2014年2月、東京証券取引所市場第一部へ上場市場を変更した[28]。JASDAQから東証一部への移行は、1997年の店頭登録以来続いた新興市場からメインボードへの昇格にあたる。2009年の資本業務提携で始まったキーエンスとの関係は、キーエンス出身の関灘恭太郎氏[29]を経営陣に迎えるなど、同社出身者が経営の舵を握る段階へ進んだ。キーエンスで培われた業績管理の手法と、スマイルゼミを中心とする教育コンテンツ事業とを組み合わせた経営が進められ、創業家から派遣経営陣への移行を経て収益の安定化を図る方向が定まった。
米国スマイルゼミ展開と海外進出の起点
2025年5月、米国向けの家庭学習サービス「Smile Zemi」(Grade K、幼稚園・年長相当)を提供開始した[30]。国内で築いたタブレット型通信教育の仕組みを北米の家庭へ持ち込む試みで、創業以来初めての本格的な海外向けサービスにあたる。日本語ソフトを生んだ徳島本社の会社が、教育サービスを国外へ展開する段階に入った。2025年3月期の営業利益率は3割を超えた。「一太郎」「ATOK」ではなく、タブレット型通信教育「スマイルゼミ」が収益の中心を担う事業構造へと、同社の中身は入れ替わった。

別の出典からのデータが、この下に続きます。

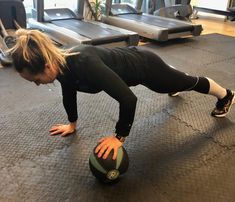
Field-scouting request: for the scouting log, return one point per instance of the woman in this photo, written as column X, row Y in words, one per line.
column 93, row 69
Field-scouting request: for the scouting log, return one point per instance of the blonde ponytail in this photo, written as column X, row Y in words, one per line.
column 34, row 49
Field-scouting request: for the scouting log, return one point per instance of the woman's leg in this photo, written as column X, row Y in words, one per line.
column 162, row 78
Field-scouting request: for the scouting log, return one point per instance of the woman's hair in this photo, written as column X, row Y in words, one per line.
column 33, row 50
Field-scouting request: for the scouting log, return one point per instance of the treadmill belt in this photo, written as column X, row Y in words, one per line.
column 171, row 25
column 87, row 29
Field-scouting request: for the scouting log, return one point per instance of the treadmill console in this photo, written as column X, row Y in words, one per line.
column 60, row 14
column 119, row 9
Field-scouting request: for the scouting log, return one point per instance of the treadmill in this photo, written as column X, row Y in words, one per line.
column 148, row 26
column 68, row 29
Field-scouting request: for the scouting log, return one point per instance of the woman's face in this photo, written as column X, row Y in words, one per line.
column 48, row 76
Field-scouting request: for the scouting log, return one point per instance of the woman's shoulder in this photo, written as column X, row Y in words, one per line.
column 82, row 49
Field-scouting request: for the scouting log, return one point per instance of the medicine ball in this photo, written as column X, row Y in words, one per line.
column 109, row 170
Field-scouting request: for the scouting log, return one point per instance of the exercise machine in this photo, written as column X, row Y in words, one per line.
column 12, row 15
column 148, row 26
column 69, row 28
column 178, row 9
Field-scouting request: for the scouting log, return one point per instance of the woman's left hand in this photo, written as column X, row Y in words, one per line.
column 106, row 145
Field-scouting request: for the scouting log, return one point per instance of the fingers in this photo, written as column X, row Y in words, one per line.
column 115, row 154
column 100, row 145
column 102, row 150
column 108, row 150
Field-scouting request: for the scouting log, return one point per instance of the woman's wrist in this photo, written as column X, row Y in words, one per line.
column 120, row 138
column 73, row 124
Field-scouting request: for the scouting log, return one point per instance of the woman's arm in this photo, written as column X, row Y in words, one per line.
column 69, row 94
column 103, row 77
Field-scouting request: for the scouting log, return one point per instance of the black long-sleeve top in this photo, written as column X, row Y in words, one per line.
column 112, row 70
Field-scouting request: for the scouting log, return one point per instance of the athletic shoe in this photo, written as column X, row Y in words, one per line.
column 223, row 105
column 174, row 94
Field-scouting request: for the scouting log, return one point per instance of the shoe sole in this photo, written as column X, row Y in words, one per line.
column 223, row 115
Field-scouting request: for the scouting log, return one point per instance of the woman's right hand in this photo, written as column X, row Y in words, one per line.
column 63, row 129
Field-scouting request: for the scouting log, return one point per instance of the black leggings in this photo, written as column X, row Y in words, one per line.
column 162, row 78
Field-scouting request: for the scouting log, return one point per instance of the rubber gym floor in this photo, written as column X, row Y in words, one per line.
column 177, row 151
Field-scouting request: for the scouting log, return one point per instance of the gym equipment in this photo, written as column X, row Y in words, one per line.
column 109, row 170
column 12, row 16
column 70, row 29
column 181, row 10
column 148, row 26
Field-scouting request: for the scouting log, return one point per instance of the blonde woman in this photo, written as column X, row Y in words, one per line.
column 93, row 69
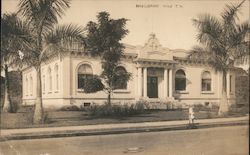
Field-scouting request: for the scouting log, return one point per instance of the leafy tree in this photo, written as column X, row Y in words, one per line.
column 223, row 41
column 103, row 40
column 14, row 37
column 49, row 39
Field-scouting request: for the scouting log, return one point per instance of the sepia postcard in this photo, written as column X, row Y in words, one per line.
column 109, row 77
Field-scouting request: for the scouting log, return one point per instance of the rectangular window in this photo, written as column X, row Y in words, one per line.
column 230, row 83
column 206, row 84
column 43, row 82
column 82, row 79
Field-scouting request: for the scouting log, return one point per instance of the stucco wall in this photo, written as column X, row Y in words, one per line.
column 193, row 93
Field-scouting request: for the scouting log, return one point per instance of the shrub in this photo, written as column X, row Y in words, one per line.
column 117, row 110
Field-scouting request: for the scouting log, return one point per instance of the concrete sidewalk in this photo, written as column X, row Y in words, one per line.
column 10, row 134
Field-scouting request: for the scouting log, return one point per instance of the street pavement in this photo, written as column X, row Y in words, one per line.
column 232, row 140
column 30, row 133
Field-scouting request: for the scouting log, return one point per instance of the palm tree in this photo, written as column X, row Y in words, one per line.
column 14, row 37
column 222, row 43
column 42, row 17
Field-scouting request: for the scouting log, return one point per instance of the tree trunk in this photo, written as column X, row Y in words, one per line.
column 223, row 101
column 109, row 98
column 38, row 115
column 7, row 107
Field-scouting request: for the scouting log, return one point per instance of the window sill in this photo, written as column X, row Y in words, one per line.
column 207, row 92
column 181, row 92
column 121, row 91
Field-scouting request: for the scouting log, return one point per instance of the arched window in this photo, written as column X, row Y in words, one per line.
column 180, row 80
column 120, row 83
column 50, row 79
column 31, row 85
column 206, row 81
column 84, row 72
column 56, row 77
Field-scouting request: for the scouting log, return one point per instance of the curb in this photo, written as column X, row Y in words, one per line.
column 72, row 133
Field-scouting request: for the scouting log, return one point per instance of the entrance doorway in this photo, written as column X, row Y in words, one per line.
column 152, row 84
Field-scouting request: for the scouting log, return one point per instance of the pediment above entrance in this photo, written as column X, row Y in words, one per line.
column 154, row 50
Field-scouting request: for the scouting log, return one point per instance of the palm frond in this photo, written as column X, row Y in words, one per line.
column 209, row 30
column 64, row 38
column 43, row 13
column 15, row 36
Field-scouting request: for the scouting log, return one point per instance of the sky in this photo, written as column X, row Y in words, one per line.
column 170, row 20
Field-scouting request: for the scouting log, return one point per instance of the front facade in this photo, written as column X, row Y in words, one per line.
column 158, row 75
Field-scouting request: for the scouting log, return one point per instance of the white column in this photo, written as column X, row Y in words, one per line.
column 228, row 84
column 170, row 83
column 139, row 85
column 145, row 90
column 165, row 95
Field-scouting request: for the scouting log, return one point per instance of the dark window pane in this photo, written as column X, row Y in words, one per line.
column 180, row 80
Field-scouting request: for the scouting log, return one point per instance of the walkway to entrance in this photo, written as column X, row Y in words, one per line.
column 155, row 82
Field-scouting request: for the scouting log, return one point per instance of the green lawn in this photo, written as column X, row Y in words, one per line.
column 23, row 118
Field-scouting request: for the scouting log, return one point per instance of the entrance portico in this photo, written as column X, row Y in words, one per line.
column 155, row 81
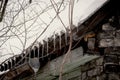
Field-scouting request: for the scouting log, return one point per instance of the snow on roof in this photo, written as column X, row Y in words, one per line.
column 27, row 21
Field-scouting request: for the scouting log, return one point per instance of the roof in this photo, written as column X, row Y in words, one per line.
column 59, row 47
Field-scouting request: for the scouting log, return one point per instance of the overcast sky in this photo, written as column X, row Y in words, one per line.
column 27, row 21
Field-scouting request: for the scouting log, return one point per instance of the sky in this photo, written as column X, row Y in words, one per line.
column 24, row 22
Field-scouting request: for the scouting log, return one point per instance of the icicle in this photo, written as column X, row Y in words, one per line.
column 66, row 38
column 47, row 47
column 54, row 43
column 38, row 49
column 42, row 50
column 60, row 41
column 34, row 52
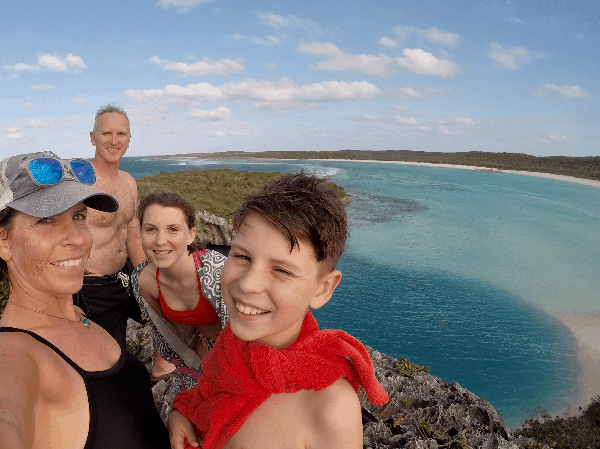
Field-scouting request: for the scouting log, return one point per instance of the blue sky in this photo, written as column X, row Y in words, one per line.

創業から46年を経た2025年現在[31]、ジャストシステムは「一太郎」「ATOK」を生んだ徳島発のソフトウェア会社から、スマイルゼミを主軸に消費者へ教育サービスを売る会社へと業態を変えた。この転換を駆動したのは、2009年のキーエンスとの資本業務提携[32]と、創業者の浮川和宣氏からキーエンス出身経営陣への経営権の移行[33]だった。ワープロという主力製品を市場の構造変化で失った会社が、教育という別の市場で収益基盤を作り直した点に、この四半世紀の歩みの核がある。米国でのスマイルゼミ展開は、国内で確立した通信教育の仕組みが言語・教育制度の異なる市場でどこまで通用するかを、同社が初めて問う取り組みにあたる。